I’ve found things that make it just a little easier to carry. I’ve found community in connecting with other parents who experienced loss (some of whom are here right now). I’ve gone to grief groups, tons of therapy (finally found a good one), I’ve reconnected with dance, I’ve tried acupuncture and massage because grief takes a real toll on the body physically, I’ve spent more hours than I can count walking in the woods with tears streaming down my face. I’ve written about my trauma, my memories, my connection. I’ve made photo albums, written a rhyming children’s book about the Adventures of Carter and Lia. I shared articles with my family to guide them and help them understand that I don’t need them to fix this (they can’t) but I need them to acknowledge my pain and remember my daughter with me. I needed to tell my story over and over and over again until my brain could believe that it was real.
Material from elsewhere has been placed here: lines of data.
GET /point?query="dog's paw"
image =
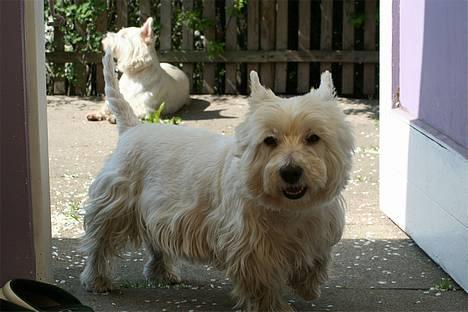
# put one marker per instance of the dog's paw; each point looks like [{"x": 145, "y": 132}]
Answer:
[
  {"x": 111, "y": 119},
  {"x": 95, "y": 116},
  {"x": 100, "y": 285}
]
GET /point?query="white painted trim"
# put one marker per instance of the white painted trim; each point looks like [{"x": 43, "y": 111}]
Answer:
[
  {"x": 37, "y": 122},
  {"x": 423, "y": 179},
  {"x": 423, "y": 189}
]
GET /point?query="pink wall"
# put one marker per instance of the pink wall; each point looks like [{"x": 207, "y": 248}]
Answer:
[{"x": 434, "y": 64}]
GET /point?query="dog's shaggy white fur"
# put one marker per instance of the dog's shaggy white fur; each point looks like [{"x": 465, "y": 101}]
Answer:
[
  {"x": 264, "y": 206},
  {"x": 145, "y": 83}
]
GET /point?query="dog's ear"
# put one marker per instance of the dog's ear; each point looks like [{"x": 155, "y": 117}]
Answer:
[
  {"x": 326, "y": 90},
  {"x": 146, "y": 31},
  {"x": 258, "y": 93}
]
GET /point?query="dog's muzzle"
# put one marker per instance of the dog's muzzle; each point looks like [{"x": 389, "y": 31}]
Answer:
[{"x": 292, "y": 174}]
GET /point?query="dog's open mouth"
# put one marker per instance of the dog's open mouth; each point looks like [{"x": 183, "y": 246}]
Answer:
[{"x": 295, "y": 191}]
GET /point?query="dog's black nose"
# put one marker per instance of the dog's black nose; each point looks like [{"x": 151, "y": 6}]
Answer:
[{"x": 291, "y": 173}]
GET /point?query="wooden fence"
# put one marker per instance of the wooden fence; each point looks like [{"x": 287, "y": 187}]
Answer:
[{"x": 288, "y": 42}]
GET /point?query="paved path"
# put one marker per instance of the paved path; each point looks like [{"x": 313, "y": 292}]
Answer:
[{"x": 376, "y": 266}]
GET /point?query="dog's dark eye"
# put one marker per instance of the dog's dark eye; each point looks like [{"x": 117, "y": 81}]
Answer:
[
  {"x": 271, "y": 141},
  {"x": 312, "y": 139}
]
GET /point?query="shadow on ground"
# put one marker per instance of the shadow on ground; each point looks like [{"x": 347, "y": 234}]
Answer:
[
  {"x": 367, "y": 275},
  {"x": 197, "y": 110}
]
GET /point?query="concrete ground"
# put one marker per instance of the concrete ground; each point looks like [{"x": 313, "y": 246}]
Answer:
[{"x": 376, "y": 266}]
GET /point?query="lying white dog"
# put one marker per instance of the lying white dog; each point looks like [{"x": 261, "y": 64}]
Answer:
[
  {"x": 145, "y": 83},
  {"x": 265, "y": 205}
]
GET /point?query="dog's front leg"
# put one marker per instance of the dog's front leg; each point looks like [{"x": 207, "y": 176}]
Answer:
[{"x": 307, "y": 281}]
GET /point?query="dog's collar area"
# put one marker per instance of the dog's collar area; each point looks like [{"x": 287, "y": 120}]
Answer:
[{"x": 294, "y": 191}]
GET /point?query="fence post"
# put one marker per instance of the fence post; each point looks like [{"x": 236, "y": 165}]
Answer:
[
  {"x": 281, "y": 44},
  {"x": 303, "y": 69},
  {"x": 187, "y": 42},
  {"x": 267, "y": 39},
  {"x": 326, "y": 31},
  {"x": 209, "y": 12},
  {"x": 59, "y": 81},
  {"x": 369, "y": 44},
  {"x": 80, "y": 66},
  {"x": 101, "y": 26},
  {"x": 230, "y": 86},
  {"x": 253, "y": 23},
  {"x": 347, "y": 86},
  {"x": 145, "y": 10},
  {"x": 166, "y": 26},
  {"x": 122, "y": 13}
]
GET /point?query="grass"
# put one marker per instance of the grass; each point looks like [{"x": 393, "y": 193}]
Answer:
[{"x": 155, "y": 117}]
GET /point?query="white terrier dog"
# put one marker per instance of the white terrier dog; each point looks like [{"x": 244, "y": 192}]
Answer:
[
  {"x": 264, "y": 206},
  {"x": 145, "y": 83}
]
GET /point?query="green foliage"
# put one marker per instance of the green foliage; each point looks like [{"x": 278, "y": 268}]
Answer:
[
  {"x": 155, "y": 117},
  {"x": 194, "y": 20},
  {"x": 237, "y": 8},
  {"x": 79, "y": 30},
  {"x": 214, "y": 49}
]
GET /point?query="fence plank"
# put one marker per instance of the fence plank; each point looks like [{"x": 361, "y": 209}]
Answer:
[
  {"x": 347, "y": 86},
  {"x": 303, "y": 70},
  {"x": 326, "y": 31},
  {"x": 253, "y": 29},
  {"x": 209, "y": 12},
  {"x": 369, "y": 44},
  {"x": 101, "y": 26},
  {"x": 237, "y": 56},
  {"x": 80, "y": 66},
  {"x": 145, "y": 10},
  {"x": 267, "y": 39},
  {"x": 187, "y": 42},
  {"x": 230, "y": 86},
  {"x": 122, "y": 13},
  {"x": 281, "y": 44},
  {"x": 59, "y": 80},
  {"x": 165, "y": 37}
]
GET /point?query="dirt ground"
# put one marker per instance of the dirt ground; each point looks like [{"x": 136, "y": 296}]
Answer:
[{"x": 376, "y": 266}]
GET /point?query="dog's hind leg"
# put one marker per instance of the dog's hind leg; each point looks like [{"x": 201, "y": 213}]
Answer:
[
  {"x": 109, "y": 222},
  {"x": 307, "y": 281},
  {"x": 160, "y": 266}
]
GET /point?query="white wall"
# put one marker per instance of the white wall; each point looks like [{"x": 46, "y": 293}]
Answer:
[{"x": 423, "y": 179}]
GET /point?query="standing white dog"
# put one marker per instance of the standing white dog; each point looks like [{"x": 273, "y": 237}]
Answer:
[
  {"x": 264, "y": 206},
  {"x": 145, "y": 83}
]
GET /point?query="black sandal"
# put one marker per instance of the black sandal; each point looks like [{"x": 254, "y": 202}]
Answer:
[{"x": 32, "y": 295}]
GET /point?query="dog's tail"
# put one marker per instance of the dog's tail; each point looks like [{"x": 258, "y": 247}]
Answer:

I was fortunate to have people in my life who could sit and listen to the horrific details without flinching and awkwardly shying away. My friends and family surrounded me like a herd of elephants does after a mother loses her baby elephant, using their physical presence as support and never pushing the mom to move away from her baby until she’s ready.

Now when I see an outfit that was Lia’s or a toy that she once played with I think of Lia and I feel the tight pain in my chest but I feel something else too - I feel connected to her. I’ve found ways to light candles and visit her tree that feel meaningful. I am living my life. A different one than I ever imagined but I am living it with love. I’m able to be truly joyful with my son Carter and my daughter Cora who was born 2 years after her sister died. And in the most joyful of moments, that’s when I feel Lia’s presence the strongest - I feel her with us. I imagine what it would be like if she were still with us.

What people often don’t understand is that we didn’t just lose our children in the past, we lost the entire future we should have had with them. So often I wonder what Lia would have been like now as a 3 year old - running around playing with her brother, doting on her little sister. Making our family whole in a way it never will be. It’s the job of a parent to protect our children, now we protect their memories.

I learned, that as a mother, we keep part of our child in our hearts forever - I don’t mean that metaphorically, I mean it literally - some of an unborn baby’s DNA circulates into the mother’s bloodstream while she’s pregnant. Most of the DNA leaves after the baby is born but some cells remain forever in the chambers of our hearts. So each of my 3 children is with me always.

I love that I got to talk about Lia and share her with all of you today. I want to thank you for listening and I want to thank the Massachusetts Center for Unexpected Infant & Child Death for hosting this beautiful event. I walk for my daughter and for all of your children, maybe they’re hanging out together somewhere laughing that we’ve all come together too.